Süprematizm Sanat Akımı sınırlı sayıda renk kullanarak daire, kare, çizgiler ve dikdörtgenler gibi temel geometrik formlara odaklanmış bir sanat hareketidir. 1913 yıllarında, Rusya’da Kazimir Maleviç tarafından kurulan ve Maleviç’in 1915 Sergisi Fütürist Fuarında ilan edilmiştir. Maleviç Süprematizmi, “nesnelerin görsel tasviri üzerinde saf sanatsal duygu üstünlüğüne” dayanan bir soyut sanat anlamına gelmektedir. Malevich, 1913 yılında gerçekleştirdiği beyaz zemin üzerinde siyah kare resmiyle “Süprematizm” adını verdiği akımın öncülüğünü de yapmıştır. 1915 yılında düzenlenen Son Fütürist Sergisi ile birlikte Malevich “Kübizm ve Fütürizm’den Süpreatizm’e: Yeni Resimsel Gerçekçilik” adındaki bir bildiri yayımlamış, sanat eserlerini doğal biçimlerin kölesi olmaktan kurtardığını düşünen Malevich onları kendi dillerini konuşmaları için nasıl serbest bıraktığını bu bildiri ile anlatmıştır. Maleviç kendi yapıtlarını sanatın ruhuna uygun olduğu belirterek geleneksele karşı durmuş ve bu özgürlüğü sanatın yeni gerçekliği olduğunu belirterek soyut sanatın sınırlarını da genişletmiştir.

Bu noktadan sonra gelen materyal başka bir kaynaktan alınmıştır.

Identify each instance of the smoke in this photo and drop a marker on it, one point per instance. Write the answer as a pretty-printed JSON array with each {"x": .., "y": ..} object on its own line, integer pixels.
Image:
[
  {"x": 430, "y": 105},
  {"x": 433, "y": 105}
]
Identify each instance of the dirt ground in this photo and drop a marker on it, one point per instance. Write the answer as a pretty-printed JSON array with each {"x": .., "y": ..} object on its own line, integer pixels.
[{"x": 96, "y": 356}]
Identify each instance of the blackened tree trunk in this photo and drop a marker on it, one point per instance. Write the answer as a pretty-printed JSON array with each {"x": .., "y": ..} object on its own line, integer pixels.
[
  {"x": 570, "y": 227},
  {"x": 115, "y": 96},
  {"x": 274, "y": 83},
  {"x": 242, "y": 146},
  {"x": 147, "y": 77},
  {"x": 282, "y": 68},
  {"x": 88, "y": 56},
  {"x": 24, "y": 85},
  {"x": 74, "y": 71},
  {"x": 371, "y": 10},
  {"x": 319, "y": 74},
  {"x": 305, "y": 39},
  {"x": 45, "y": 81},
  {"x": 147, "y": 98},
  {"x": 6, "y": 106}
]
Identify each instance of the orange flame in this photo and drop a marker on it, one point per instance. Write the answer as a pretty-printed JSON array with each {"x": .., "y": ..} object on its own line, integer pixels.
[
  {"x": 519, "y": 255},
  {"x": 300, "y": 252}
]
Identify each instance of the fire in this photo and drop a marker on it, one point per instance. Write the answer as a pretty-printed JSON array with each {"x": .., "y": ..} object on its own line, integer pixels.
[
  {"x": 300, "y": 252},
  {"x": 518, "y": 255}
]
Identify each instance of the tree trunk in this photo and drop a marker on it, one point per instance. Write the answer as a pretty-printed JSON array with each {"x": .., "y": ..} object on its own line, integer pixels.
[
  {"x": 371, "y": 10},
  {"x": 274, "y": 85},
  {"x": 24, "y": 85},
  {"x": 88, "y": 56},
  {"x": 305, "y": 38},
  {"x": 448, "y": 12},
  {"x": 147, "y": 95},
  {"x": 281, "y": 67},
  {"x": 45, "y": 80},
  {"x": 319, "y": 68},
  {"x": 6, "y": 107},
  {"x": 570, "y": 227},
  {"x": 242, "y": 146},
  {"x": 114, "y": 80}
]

Geometrik soyutlama anlayışından beslenerek ortaya çıkan Süprematizm, nesnelerin çözümlenerek parçalara bölünmesi ve bu parçaların geometrik bir yorumla yeniden bir araya getirilmesi ilkesi ile Kübizm’den farklılık göstermektedir. Temel felsefesi doğada bulunan biçimlerin değil, yalnızca temel geometrik biçimlerin yapımcı bir yöntemle bir araya getirilmesidir (Eczacıbaşı, 1997, s.1449).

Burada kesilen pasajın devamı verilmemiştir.